Marcoin Karacsonyi Alexandra

FONDATRICE D'ELIXIR CONSULTING

Alexandra MARCOIN-KARACSONYI est une experte de l'innovation en entreprise. Au bénéfice d'un MBA de Stanford, elle intervient régulièrement à CREA Genéve et enseigne le Design Thinking à HEG Genève, en parallèle de ses activités de conseil en entreprise via Elixir Consulting.

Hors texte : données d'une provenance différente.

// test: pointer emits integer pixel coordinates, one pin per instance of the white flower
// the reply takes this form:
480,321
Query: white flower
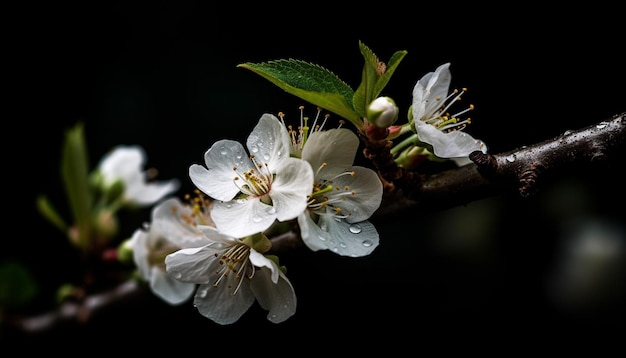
231,275
343,198
125,163
173,226
433,124
252,191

Elle fait également partie depuis 2015 de l'équipe enseignante de l'Executive Certificate LEAD, centré sur l'innovation en entreprise, de la Stanford Graduate School of Business. Elle intervient en entreprises dans des problèmatiques complexes de transformation digitale, d'optimisation des processus, d'innovation produits/services et de motivation des employés.

Notre génération verra-t-elle la fin des sacro-saints postes à temps plein?

73% de la population active en 1996. 68% en 2006. Et 64% en 2016. Ces chiffres représentent la part de la population active travaillant à plein temps (soit à 90-100%) d’après l’Office Fédéral de la Statistique. Le temps partiel se répand : c’est tout positif pour l’équilibre vie professionnelle-vie personnelle.

Oui, mais quid des niveaux hiérarchiques ? Là, le bât blesse. En effet, la proportion de «salariés exerçant une fonction de chef» en temps partiel est restée quasiment stable, de 21%* au premier trimestre 2011 à 22%* au dernier trimestre 2016.

Donc concrètement, le temps partiel, c’est OK mais «pour les autres». Pourtant, si c’est bien une catégorie qui aurait besoin de lever le pied pour être plus efficace, c’est bien celle des «chefs», trop souvent en burn-out ou bore-out (le fait de mourir d’ennui), ou proches de l’être, dans maintes organisations.

On me répond souvent que le temps partiel n’est pas compatible avec des responsabilités. C’est une fausse excuse ! La vraie raison, c’est surtout que c’est plus «confortable» (on évite de remettre en question le statu-quo, même s’il ne fonctionne pas ou plus) de chercher à remplir un poste à temps plein plutôt que d’envisager le design de postes en mode innovant et alternatif.

Oui, sauf que d’ici peu, il deviendra nécessaire de sortir de cette zone de confort – pour arriver à attirer et surtout à retenir des candidats provenant de viviers sous-exploités et dont les besoins fondamentaux sont majoritairement incompris ou ignorés, comme les femmes aujourd’hui et les générations Y et Z demain.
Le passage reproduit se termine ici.